Yes, it has become the rule to append a green tail to their articles, just as it used to be “highly advisable” in the communist times to explain in a closing passage of any scientific publication how the findings proved the validity of Marxism-Leninism or how their roots could be traced back to the works of Engels. (That passage was known as the ‘red tail’.)
I would like think it’s the work of a zealous editor, and it doesn’t reflect the opinion of all the correspondents whose article sports a green tail. BTW, the fingerprints of his heavy hand can be seen in other, more subtle ways, too. In many issues, you find a fancy, rarely used word that somehow pops up in 3 or 4 articles on completely different topics. Afterwards, this word of the week may not be printed for years. (Or maybe it’s not the editor but one particularly prolific and polyhistoric correspondent? Or so many of them just happen to hit upon the same mot juste?)

chemman
February 18, 2011 3:27 pm

What record might that be? That’s right a “record” anomaly based on a 30 year period from the 20th century being the criterion.

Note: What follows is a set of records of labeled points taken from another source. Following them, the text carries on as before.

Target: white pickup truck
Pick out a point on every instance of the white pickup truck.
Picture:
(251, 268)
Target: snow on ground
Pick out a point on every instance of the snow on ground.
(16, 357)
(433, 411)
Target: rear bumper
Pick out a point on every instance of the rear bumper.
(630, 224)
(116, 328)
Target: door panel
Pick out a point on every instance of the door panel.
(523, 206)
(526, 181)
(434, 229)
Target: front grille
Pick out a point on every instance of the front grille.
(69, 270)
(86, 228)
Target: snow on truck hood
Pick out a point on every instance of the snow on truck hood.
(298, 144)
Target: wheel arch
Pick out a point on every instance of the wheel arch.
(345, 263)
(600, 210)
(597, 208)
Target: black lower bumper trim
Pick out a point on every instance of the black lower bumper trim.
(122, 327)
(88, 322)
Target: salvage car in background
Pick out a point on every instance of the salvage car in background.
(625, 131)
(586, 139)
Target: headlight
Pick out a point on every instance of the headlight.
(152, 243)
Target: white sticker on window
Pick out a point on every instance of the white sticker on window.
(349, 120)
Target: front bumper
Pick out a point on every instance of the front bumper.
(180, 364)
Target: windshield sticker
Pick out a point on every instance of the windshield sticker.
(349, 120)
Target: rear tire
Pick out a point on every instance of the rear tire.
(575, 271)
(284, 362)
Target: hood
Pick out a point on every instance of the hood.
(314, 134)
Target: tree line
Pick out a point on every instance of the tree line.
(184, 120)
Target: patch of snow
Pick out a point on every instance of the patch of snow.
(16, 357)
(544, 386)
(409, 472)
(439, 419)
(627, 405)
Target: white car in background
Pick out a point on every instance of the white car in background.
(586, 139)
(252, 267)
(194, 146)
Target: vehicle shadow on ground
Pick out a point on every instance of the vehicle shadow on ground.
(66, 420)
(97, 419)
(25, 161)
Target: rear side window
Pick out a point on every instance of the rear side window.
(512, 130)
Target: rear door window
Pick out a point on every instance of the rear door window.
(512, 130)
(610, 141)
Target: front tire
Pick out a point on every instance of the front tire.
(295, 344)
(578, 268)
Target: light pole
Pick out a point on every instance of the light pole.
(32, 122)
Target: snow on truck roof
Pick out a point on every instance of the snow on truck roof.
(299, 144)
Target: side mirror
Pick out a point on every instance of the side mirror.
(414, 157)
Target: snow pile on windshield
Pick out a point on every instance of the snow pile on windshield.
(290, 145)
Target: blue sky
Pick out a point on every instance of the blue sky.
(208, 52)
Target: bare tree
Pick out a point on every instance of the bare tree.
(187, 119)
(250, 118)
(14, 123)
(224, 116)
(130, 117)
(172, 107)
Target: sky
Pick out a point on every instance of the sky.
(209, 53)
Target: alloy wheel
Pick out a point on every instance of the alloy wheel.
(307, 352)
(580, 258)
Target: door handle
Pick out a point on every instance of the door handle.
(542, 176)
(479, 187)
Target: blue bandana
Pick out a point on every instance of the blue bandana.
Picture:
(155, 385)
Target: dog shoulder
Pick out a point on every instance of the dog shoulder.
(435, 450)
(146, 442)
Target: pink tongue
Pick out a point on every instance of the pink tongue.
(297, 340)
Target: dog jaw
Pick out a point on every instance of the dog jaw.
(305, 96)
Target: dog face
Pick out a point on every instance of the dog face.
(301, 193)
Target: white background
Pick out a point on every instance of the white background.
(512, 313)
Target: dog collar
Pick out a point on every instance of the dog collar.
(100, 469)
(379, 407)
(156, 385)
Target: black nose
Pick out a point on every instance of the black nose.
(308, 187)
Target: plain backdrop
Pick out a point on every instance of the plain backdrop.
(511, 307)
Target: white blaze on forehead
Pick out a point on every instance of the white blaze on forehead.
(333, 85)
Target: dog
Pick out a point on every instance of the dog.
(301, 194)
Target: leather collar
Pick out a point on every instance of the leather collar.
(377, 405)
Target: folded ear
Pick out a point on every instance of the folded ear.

Given that the earth is about 4.5 billion years old I don’t think much of your so called “record.”

Brian H
February 18, 2011 5:08 pm

Is it just coincidence that economists’ (and The Economist’s) predictions fail almost as routinely as Climate Scientists’?
The only economists currently writing I have much respect for are Sowell, and perhaps John Tamny (RealClearMarkets). But I think Thomas would have been a standout in any field; he’s virtually a polymath anyway.

Pamela Gray
February 19, 2011 6:35 am

Maybe greenies have been spoiled with the always on hydro and carbon based energy. They have mistakenly thought that all energy is always on. Think what would happen if Hoover froze up. Regularly. On…off…..on…off. And then someone came up with the idea of using wind power. My hunch is that greenies would be as skeptical as the rest of us are regarding the reliability of wind.

John David Galt
February 20, 2011 4:24 pm

I propose the pejorative “corruption denier”, aimed at THEM.